Published in The Hindu on November 30, 2005

If several pharmaceutical companies across the world have mastered the fine art of manipulating clinical trials of drugs, a new trend noticed in India is disturbing. And that is the practice of Indian pharmaceutical companies and clinical research organisations (CRO) setting up, or acquiring a stake in, hospitals. This development comes at a time when the new law providing for product patents obliges Indian drug companies to discover new molecules. What is disturbing about conducting a trial in a hospital owned by a pharmaceutical company or even an independent CRO is that the clinical investigator faces a blatant conflict of interest. The outcome from such trials may be compromised even when the trials are multi-centric, as pharmaceutical companies tend to use only results that are favourable to them. Medical ethics demand that investigators have no vested interest that might influence, or be perceived to influence, the outcome of trials.
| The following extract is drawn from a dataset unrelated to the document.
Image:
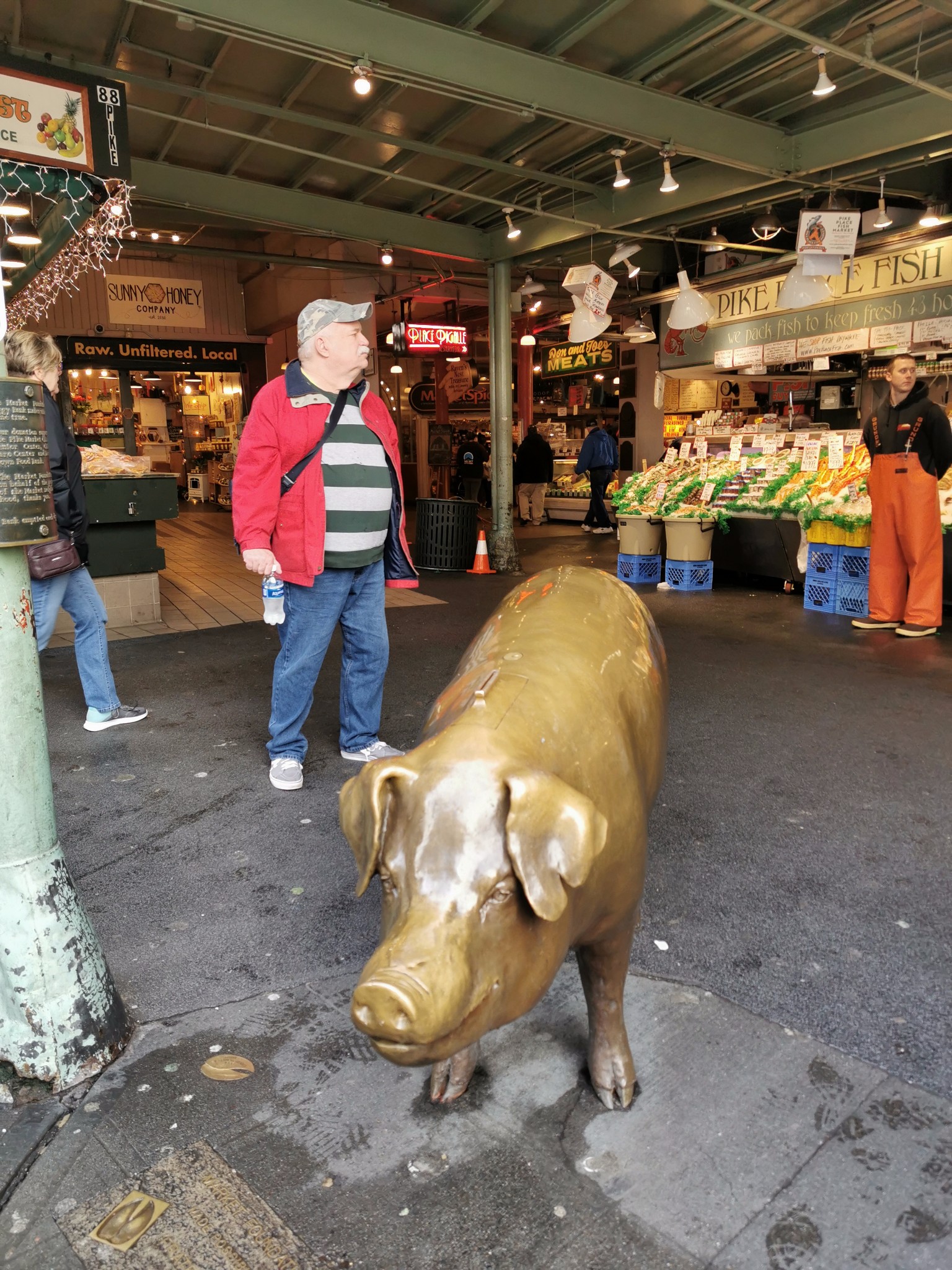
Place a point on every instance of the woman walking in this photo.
(38, 357)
When holding shares is considered a conflict of interest, having the trial conducted by an employee of the company will be totally unacceptable to any code of professional ethics. Another dimension to the issue is the possibility of such hospitals doubling as channels to promote company drugs, with the hospital owner’s drugs being prescribed when there are more efficacious and less expensive drugs available from other sources. Phase IV trials, supposedly to study the long-term effects of drugs in the market, may become commonplace in these hospitals. In such a situation, the drug controller must strictly enforce rules regarding conflicts of interest and check for other kinds of commercial malpractice. There can be no room for complacency where the health of ordinary citizens is at stake.